L’équipe a comparé l’information génétique du microbiote buccal – les « microbiomes oraux » – des participants ayant développé un cancer de l’œsophage avec celle de participants similaires n’ayant pas développé la maladie.

Ils ont constaté que la présence de certaines bactéries était liée à un risque plus élevé d’EAC, et que « l’abondance » d’autres bactéries était liée à un risque plus élevé d’ESCC.

En revanche, ils ont également identifié deux types de bactéries qui étaient associés à un risque plus faible de cancer de l’œsophage.

L’un d’eux est connu pour jouer un rôle dans la décomposition des substances toxiques présentes dans la fumée de tabac et se trouve en plus grande abondance dans les cavités buccales des non-fumeurs que chez les fumeurs.

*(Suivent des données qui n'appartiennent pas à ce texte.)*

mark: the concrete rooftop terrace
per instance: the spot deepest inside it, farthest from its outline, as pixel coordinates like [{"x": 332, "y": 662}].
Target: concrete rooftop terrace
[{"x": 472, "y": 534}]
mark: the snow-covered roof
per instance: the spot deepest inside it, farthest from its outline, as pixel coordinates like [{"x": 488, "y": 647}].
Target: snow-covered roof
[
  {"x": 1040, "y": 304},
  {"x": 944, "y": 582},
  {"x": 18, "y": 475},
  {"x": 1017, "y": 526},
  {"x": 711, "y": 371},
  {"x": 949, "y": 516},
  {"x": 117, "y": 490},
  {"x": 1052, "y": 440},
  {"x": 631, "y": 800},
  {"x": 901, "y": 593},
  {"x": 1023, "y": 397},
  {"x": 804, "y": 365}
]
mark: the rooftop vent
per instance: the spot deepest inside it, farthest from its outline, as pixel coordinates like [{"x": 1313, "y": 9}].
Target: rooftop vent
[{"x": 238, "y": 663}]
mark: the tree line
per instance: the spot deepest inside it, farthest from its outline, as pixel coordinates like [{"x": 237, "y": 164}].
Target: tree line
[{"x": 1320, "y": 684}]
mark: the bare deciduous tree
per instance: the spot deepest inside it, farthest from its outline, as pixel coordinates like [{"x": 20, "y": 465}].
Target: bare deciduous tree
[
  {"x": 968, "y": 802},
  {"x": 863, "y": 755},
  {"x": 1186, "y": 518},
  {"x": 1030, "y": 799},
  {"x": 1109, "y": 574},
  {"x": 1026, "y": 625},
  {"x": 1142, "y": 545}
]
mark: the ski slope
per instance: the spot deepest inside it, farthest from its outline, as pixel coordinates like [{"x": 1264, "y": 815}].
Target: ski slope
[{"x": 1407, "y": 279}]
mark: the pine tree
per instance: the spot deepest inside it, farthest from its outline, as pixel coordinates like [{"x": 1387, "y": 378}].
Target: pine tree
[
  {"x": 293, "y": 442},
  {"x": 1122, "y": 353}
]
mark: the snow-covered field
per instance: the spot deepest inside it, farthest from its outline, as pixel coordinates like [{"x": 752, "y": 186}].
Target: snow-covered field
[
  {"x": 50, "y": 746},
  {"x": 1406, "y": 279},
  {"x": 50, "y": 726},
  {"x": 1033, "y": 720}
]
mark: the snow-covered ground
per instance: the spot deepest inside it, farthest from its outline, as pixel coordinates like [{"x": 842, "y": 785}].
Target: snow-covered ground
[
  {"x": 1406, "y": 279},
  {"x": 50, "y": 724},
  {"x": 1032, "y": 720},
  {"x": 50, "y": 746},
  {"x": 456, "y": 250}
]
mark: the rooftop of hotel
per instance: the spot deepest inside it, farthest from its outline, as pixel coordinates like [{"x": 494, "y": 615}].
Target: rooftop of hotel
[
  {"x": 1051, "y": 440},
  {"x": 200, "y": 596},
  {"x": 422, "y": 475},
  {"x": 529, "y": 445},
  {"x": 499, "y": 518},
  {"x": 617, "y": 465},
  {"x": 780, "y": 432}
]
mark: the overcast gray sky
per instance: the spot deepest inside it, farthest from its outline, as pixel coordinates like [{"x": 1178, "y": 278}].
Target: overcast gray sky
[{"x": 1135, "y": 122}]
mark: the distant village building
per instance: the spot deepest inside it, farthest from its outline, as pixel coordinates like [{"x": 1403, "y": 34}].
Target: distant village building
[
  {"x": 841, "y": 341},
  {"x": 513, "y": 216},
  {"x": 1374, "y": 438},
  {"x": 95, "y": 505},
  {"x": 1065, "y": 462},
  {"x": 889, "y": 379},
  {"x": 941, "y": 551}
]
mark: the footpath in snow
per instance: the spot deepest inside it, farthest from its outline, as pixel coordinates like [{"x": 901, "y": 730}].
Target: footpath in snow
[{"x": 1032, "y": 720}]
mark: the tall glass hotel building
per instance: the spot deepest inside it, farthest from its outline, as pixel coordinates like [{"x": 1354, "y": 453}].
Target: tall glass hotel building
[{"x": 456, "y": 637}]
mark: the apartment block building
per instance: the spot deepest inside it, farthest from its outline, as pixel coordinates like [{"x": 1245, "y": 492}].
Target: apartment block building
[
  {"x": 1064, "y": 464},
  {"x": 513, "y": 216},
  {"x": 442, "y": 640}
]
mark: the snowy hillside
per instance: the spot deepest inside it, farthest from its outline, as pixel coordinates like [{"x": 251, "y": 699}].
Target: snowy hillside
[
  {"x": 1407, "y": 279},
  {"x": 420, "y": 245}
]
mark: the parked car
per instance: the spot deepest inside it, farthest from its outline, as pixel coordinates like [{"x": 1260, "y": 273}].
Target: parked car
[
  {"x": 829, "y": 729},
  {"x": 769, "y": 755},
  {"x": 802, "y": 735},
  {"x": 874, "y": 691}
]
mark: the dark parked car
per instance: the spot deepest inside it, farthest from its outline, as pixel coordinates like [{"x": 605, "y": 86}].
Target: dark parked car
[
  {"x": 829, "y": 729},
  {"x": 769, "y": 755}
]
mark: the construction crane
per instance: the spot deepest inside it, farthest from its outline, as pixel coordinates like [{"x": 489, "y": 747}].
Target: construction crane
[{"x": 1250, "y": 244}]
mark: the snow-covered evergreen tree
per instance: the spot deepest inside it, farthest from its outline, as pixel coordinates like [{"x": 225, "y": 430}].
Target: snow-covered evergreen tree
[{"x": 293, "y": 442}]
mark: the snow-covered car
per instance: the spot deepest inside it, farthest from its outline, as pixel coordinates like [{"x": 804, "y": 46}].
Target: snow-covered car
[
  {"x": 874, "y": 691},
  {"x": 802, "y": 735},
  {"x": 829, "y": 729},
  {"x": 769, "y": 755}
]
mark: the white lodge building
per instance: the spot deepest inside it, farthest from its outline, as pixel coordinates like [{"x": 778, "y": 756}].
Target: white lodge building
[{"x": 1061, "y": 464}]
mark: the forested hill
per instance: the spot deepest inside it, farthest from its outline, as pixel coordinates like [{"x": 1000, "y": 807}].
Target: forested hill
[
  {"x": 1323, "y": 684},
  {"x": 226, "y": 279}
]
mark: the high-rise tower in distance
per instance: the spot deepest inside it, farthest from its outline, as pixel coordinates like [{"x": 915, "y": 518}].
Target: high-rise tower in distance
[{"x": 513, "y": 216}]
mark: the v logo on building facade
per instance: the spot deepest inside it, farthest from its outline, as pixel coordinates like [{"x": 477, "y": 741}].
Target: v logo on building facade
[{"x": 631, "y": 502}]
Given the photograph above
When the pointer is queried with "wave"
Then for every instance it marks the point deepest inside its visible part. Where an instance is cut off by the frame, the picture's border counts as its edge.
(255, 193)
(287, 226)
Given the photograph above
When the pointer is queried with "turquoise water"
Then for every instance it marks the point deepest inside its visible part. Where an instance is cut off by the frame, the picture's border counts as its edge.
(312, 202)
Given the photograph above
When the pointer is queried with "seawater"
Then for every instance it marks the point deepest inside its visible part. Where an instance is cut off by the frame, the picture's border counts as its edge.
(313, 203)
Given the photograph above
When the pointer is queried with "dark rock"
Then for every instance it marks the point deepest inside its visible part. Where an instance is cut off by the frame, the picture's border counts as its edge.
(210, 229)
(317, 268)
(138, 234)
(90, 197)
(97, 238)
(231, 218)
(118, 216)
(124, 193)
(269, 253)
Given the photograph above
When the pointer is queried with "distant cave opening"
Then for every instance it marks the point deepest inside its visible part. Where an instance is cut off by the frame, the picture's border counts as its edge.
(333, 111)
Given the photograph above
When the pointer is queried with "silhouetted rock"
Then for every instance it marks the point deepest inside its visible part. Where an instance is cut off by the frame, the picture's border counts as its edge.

« Notre étude indique qu’apprendre davantage sur le rôle du microbiote oral peut potentiellement conduire à des stratégies pour prévenir le cancer de l’œsophage, ou au moins pour l’identifier à des stades plus précoces », conclut le professeur Jiyoung Ahn.

Perspectives Futures et Recherches à Venir

En 2024, des recherches supplémentaires sont nécessaires pour approfondir notre compréhension de l’interaction entre le microbiote oral et le cancer de l’œsophage. Des études longitudinales permettront d’explorer comment les changements dans le microbiote au fil du temps peuvent influencer le développement de cette maladie. Il sera également crucial de déterminer si des interventions ciblant le microbiote oral pourraient avoir un impact sur la prévention du cancer de l’œsophage.

De plus, l’intégration de nouvelles technologies, comme les analyses génomiques avancées, pourrait offrir des perspectives prometteuses pour identifier des biomarqueurs spécifiques liés à la maladie. Les collaborations entre chercheurs, cliniciens et épidémiologistes seront essentielles pour traduire ces découvertes en stratégies cliniques efficaces.

Ainsi, en tenant compte de ces nouvelles données et en poursuivant les recherches, nous pourrions potentiellement changer le paysage de la prévention et du traitement du cancer de l’œsophage dans les années à venir.